Hope this helps. Cheers,
and as always,
Fiat Lux!!!
On
You can easily just do gaussian elimination to compute this inverse as you would do for any other explicitly given matrix.
We will use row operations and track what we did on the right hand side, so we start with $$ \pmatrix{I_n & iI_n \\ iI_n & I_n} \,\Bigg|\, \pmatrix{I_n & 0 \\ 0 & I_n}. $$ Multiply the first $n$ rows by $i$ and substract them from the rows $n+1$ to $2n$ and you get $$ \pmatrix{I_n & iI_n \\ 0 & 2I_n} \,\Bigg|\, \pmatrix{I_n & 0 \\ -iI_n & I_n}. $$ Multiply the rows $n+1$ to $2n$ by $\frac 1 2$, $$ \pmatrix{I_n & iI_n \\ \phantom{\frac 1 2}\!\!\!0 & I_n} \,\Bigg|\, \pmatrix{I_n & 0 \\ -\frac 1 2iI_n & \frac 1 2 I_n}. $$ Now multiply the rows $n+1$ to $2n$ by $i$ and substract from the first $n$ rows to get $$ \pmatrix{\phantom{\frac 1 2}\!\!\!I_n & 0 \\ \phantom{\frac 1 2}\!\!\!0 & I_n} \,\Bigg|\, \pmatrix{\frac 1 2 I_n & -\frac 1 2 i I_n \\ -\frac 1 2iI_n & \frac 1 2 I_n}. $$ Thus, $$ \pmatrix{I_n & iI_n \\ iI_n & I_n}^{-1} = \pmatrix{\frac 1 2 I_n & -\frac 1 2 i I_n \\ -\frac 1 2iI_n & \frac 1 2 I_n}. $$
For the determinant we can use row operations as well: $$ \det\pmatrix{I_n & iI_n \\ iI_n & I_n} = \det\pmatrix{I_n & iI_n \\ 0 & 2I_n} = 2^n. $$
On
Asking for the inverse of such a block matrix is the same as asking the inverse of a $2\times2$ matrix over the non-commutative ring $M_n(\Bbb C)$ (viewing the individual blocks as elements of that ring). This point of view is not really helpful unless some special circumstance arises; in this case those four "entries" all commute with each other (obviously, since they are all multiples of the identity; however the technique that follows applies whenever they commute, taking $R$ to be the ring generated by the entries).

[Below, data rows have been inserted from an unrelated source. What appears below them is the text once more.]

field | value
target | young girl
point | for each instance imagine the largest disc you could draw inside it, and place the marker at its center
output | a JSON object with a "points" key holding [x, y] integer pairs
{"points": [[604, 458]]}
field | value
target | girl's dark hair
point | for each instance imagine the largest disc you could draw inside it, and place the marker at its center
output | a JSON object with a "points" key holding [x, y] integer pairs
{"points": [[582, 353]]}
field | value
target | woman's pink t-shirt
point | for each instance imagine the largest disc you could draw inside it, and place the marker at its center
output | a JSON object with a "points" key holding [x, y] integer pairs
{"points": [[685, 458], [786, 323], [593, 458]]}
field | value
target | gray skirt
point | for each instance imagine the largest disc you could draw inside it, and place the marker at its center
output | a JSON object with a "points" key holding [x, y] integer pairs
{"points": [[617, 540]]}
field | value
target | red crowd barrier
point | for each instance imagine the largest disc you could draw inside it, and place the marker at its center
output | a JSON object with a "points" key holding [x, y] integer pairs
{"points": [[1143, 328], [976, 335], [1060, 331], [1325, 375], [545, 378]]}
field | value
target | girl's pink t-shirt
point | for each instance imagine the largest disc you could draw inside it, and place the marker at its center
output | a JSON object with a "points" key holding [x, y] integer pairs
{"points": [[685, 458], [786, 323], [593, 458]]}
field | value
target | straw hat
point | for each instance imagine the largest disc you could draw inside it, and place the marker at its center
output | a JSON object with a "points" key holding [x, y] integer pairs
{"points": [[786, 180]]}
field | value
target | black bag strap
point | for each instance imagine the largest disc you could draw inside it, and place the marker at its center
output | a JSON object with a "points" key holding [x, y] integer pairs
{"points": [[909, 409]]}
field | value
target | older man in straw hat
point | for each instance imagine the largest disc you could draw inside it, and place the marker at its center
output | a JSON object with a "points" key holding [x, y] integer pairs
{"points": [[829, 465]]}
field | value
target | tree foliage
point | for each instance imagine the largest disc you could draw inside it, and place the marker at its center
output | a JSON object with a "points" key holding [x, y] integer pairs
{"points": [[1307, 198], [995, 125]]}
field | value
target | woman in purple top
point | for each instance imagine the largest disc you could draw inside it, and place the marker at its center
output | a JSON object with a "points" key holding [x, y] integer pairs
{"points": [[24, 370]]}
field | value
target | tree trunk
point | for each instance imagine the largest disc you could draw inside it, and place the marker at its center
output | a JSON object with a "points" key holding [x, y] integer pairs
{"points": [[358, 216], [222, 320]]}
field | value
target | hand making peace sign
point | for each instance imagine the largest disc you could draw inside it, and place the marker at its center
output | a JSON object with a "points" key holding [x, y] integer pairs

Now a $2\times2$ matrix $(\begin{smallmatrix}A&B\\C&D\end{smallmatrix})$ over any commutative ring$~R$ (and we can see our matrix as such) is invertible if and only if the determinant $\Delta=AD-BC$ is invertible in$~R$, in which case the inverse is given by the usual formula $\Delta^{-1}(\begin{smallmatrix}D&-B\\-C&A\end{smallmatrix})$. In the current case $\Delta=2I_n$ is certainly invertible, so this applies; the computation now is trivial.
Hint: Compute the inverse of $$\begin{pmatrix}1 & i \\ i & 1\end{pmatrix}$$ and try the same pattern.